Dans la note, le président Alvarado a souligné que “l’action des gouvernements nationaux et des banques centrales est essentielle pour atténuer les effets négatifs de la crise, mais les pays en développement et en particulier les pays qui ne disposent pas d’un espace budgétaire suffisant sont perçus limité dans leur réactivité, et qui les expose de manière significative. Ses habitants sont particulièrement vulnérables ».

Alvarado a proposé d’assouplir les évaluations de la situation budgétaire des pays, de manière à ce qu’une augmentation substantielle du déficit soit envisagée, à condition qu’elle soit le résultat d’efforts pour éviter la disparition du parc d’activités et l’appauvrissement résultant du chômage, liés à la détérioration. économique causé par la stratégie de lutte contre le COVID-19.

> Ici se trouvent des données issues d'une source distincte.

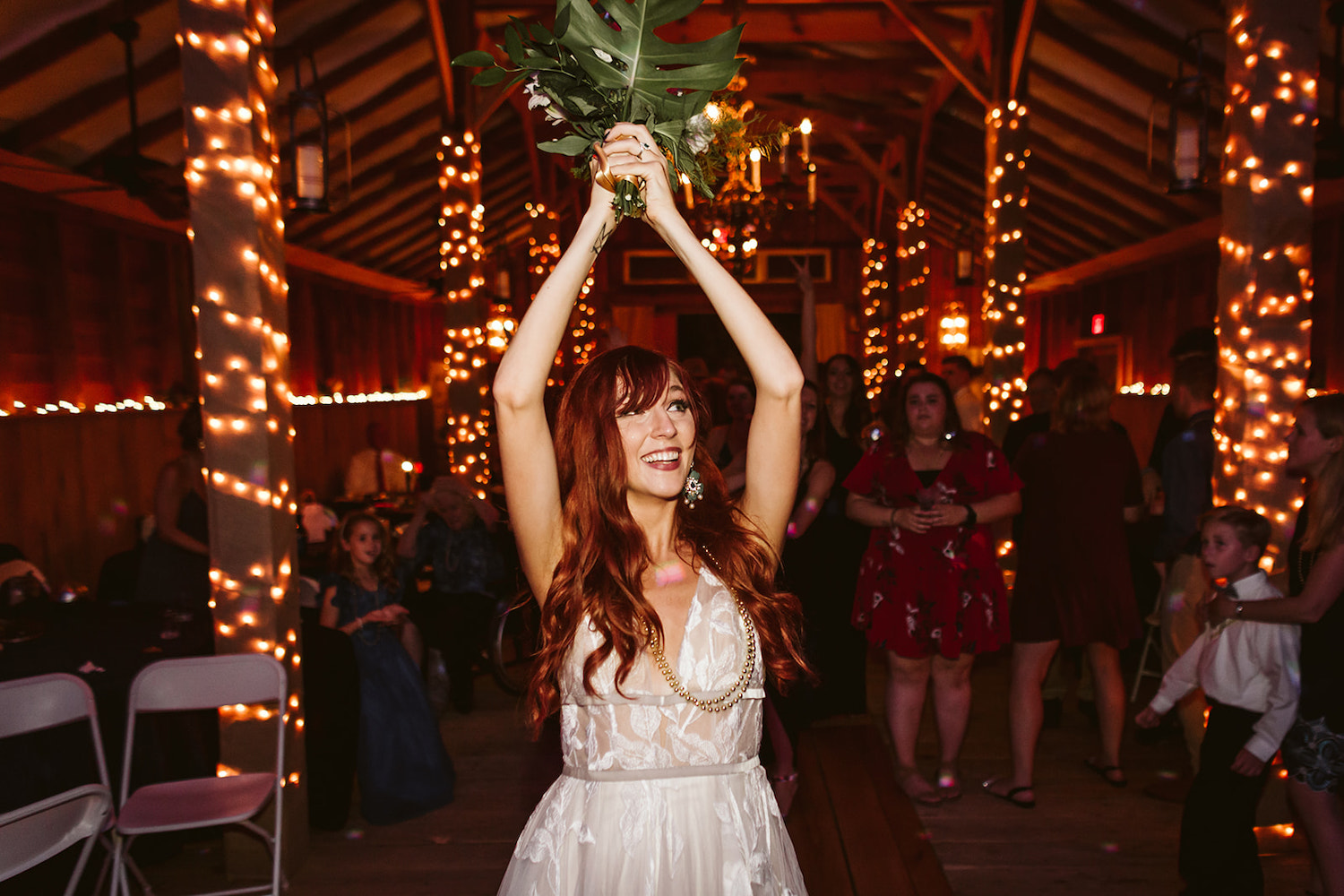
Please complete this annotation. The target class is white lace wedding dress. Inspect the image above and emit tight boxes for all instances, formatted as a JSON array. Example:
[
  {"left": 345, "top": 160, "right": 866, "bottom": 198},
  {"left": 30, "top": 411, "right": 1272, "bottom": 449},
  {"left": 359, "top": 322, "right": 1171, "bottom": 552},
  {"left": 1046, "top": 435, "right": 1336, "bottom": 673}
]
[{"left": 500, "top": 570, "right": 806, "bottom": 896}]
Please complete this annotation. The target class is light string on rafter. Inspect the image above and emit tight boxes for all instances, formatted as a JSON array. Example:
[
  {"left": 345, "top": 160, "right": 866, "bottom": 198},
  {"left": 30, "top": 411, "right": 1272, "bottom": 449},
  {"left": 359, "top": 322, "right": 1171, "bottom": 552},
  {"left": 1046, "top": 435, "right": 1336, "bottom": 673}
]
[
  {"left": 177, "top": 0, "right": 304, "bottom": 786},
  {"left": 1214, "top": 3, "right": 1319, "bottom": 567},
  {"left": 859, "top": 239, "right": 895, "bottom": 401}
]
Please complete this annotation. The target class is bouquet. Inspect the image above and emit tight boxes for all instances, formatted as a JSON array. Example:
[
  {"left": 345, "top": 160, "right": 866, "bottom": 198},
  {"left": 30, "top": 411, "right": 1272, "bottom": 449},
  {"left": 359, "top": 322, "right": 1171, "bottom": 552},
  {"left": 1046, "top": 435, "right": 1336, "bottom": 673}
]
[{"left": 453, "top": 0, "right": 742, "bottom": 220}]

La note insiste également sur le fait que les conditions de l’aide financière accordée dans ce contexte devraient être exceptionnelles en termes d’intérêts, de délai de grâce et de délai de paiement. Il devrait, à son tour, aller de l’avant avec un arrangement de paiement pour les portefeuilles existants, et éventuellement prévoir la suspension des paiements, a-t-il ajouté.

“Ce serait, sans aucun doute, une réponse multilatérale et solidaire historique, peut-être la plus importante depuis l’après-guerre”, a déclaré le président du Costa Rica.

«La pandémie de COVID-19 nous place, en tant que communauté internationale, face à un défi économique et sanitaire sans précédent. Je soumets donc respectueusement cette demande. J’apprécie vos efforts extraordinaires exigés aujourd’hui par les plus pauvres et les plus vulnérables “, a déclaré le président costaricien.